Reuters: Iran's Foreign Ministry summoned France's ambassador to Tehran to condemn "widespread oppression" of people protesting against President Nicolas Sarkozy, official media reported on Thursday.
TEHRAN (Reuters) – Iran's Foreign Ministry summoned France's ambassador to Tehran to condemn "widespread oppression" of people protesting against President Nicolas Sarkozy, official media reported on Thursday.
Tensions between Iran and France have been high after unrest in the Islamic Republic following its disputed presidential election last month, when security forces quelled mass opposition demonstrations.
Sarkozy has strongly criticized Tehran, saying Iranians "deserve better than the leaders they have today."
The IRNA news agency said the Foreign Ministry conveyed to France's envoy, Bernard Poletti, its objections to what it said were beatings and arrests of a "considerable number" of demonstrators on the eve of France's July 14 national holiday.
France's poor suburbs are regularly hit by youth violence before July 14 and police said they arrested 240 protesters on the eve of this year's festivities, twice as many as in 2008. A dozen policemen were hurt, a police spokesman said in Paris.
Locals said police fired tear gas and beat the crowd with batons during the demonstration. Police said they were attacked by youths and were trying to restore order.
"The widespread oppression of protesters against Sarkozy's policies has created an unacceptable human rights situation… and the Islamic Republic of Iran condemns that," a senior Iranian Foreign Ministry official told the French ambassador.

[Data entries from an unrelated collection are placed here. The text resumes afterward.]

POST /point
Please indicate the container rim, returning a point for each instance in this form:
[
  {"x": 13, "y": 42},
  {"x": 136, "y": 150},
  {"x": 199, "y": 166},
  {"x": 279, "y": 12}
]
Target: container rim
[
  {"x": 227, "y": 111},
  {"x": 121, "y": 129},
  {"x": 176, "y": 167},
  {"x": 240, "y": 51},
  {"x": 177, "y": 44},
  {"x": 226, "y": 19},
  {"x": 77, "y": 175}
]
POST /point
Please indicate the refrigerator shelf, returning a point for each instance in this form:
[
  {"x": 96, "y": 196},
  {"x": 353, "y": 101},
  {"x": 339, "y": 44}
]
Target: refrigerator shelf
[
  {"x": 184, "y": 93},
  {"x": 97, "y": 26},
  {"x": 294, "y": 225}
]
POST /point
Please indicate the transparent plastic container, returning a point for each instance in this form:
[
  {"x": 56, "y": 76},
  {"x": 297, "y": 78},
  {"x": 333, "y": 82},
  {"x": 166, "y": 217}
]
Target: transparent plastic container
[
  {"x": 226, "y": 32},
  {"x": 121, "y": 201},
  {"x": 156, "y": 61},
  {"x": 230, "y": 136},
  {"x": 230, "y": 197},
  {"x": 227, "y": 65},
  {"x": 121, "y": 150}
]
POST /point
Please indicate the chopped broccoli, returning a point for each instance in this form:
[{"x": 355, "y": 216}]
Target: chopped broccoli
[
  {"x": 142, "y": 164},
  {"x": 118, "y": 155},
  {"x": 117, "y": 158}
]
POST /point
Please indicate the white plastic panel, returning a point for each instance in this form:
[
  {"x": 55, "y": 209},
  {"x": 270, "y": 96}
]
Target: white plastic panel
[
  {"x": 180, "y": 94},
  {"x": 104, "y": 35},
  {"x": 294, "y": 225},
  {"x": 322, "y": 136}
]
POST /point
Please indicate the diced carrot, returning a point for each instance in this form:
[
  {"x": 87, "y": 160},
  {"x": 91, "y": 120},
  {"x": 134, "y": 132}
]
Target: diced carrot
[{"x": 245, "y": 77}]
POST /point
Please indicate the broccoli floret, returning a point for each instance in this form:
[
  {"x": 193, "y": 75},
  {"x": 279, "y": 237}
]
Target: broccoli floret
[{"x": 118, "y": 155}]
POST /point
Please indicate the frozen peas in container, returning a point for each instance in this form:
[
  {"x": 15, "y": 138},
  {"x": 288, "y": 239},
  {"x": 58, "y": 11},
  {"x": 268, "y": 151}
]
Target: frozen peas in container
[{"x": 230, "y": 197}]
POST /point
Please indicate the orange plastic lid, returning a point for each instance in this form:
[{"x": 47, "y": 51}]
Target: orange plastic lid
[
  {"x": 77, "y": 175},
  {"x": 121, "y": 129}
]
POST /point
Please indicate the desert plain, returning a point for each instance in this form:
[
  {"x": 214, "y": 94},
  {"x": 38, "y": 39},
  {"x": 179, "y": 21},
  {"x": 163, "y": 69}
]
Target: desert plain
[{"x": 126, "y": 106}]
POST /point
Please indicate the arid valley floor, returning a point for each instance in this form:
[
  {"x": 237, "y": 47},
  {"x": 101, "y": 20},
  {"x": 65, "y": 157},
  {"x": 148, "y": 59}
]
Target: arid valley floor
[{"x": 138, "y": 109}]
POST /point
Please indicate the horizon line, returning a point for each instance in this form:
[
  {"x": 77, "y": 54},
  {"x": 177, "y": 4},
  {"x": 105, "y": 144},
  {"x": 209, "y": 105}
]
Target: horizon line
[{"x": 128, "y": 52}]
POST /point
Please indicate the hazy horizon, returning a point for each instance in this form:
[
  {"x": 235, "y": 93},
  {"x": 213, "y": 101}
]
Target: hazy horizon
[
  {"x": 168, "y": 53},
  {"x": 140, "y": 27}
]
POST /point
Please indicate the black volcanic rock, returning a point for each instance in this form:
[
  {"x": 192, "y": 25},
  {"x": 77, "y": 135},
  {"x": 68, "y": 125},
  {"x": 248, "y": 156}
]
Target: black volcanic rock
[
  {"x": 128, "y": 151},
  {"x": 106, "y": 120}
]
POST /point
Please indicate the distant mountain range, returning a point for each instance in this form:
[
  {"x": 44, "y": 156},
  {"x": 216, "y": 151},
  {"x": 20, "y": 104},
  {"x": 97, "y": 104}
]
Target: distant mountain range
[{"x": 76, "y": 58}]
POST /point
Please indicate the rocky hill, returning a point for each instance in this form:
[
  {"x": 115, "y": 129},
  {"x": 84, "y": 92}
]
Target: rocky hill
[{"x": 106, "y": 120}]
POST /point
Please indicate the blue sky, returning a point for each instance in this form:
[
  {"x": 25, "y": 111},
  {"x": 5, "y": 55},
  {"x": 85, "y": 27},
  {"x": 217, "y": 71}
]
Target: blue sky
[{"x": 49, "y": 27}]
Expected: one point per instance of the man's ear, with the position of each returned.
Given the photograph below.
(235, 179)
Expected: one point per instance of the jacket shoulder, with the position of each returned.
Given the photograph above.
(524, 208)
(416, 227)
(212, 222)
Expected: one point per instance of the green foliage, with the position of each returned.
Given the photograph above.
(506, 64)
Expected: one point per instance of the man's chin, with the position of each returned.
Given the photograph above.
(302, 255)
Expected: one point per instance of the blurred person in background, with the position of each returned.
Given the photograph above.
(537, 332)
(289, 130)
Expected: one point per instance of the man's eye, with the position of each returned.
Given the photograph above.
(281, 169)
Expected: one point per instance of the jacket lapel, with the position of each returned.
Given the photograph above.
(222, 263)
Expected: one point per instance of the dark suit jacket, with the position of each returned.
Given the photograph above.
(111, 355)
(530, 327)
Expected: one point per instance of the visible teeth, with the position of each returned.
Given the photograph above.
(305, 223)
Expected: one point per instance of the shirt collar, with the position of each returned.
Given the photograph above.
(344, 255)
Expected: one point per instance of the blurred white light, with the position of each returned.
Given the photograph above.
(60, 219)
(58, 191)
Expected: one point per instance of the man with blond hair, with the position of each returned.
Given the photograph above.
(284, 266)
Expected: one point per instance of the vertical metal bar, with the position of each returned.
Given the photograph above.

"French officials better hear the objecting voice of their own people rather than interfere in other countries' affairs," the official said, according to IRNA.
Last month's disputed election in Iran sparked days of protests by supporters of defeated candidate Mirhossein Mousavi, who says it was rigged in favor of the hardline incumbent, Mahmoud Ahmadinejad.
State media say at least 20 people were killed, as protesters clashed with riot police and members of the Basij militia. Some rights activists believe the figure is higher.
Iran has accused Western powers, which have criticized the crackdown on protests, of interfering in its internal affairs.
France is among six powers seeking to convince Iran to give up nuclear work they suspect is aimed at making bombs. Iran says its nuclear program is aimed at generating electricity.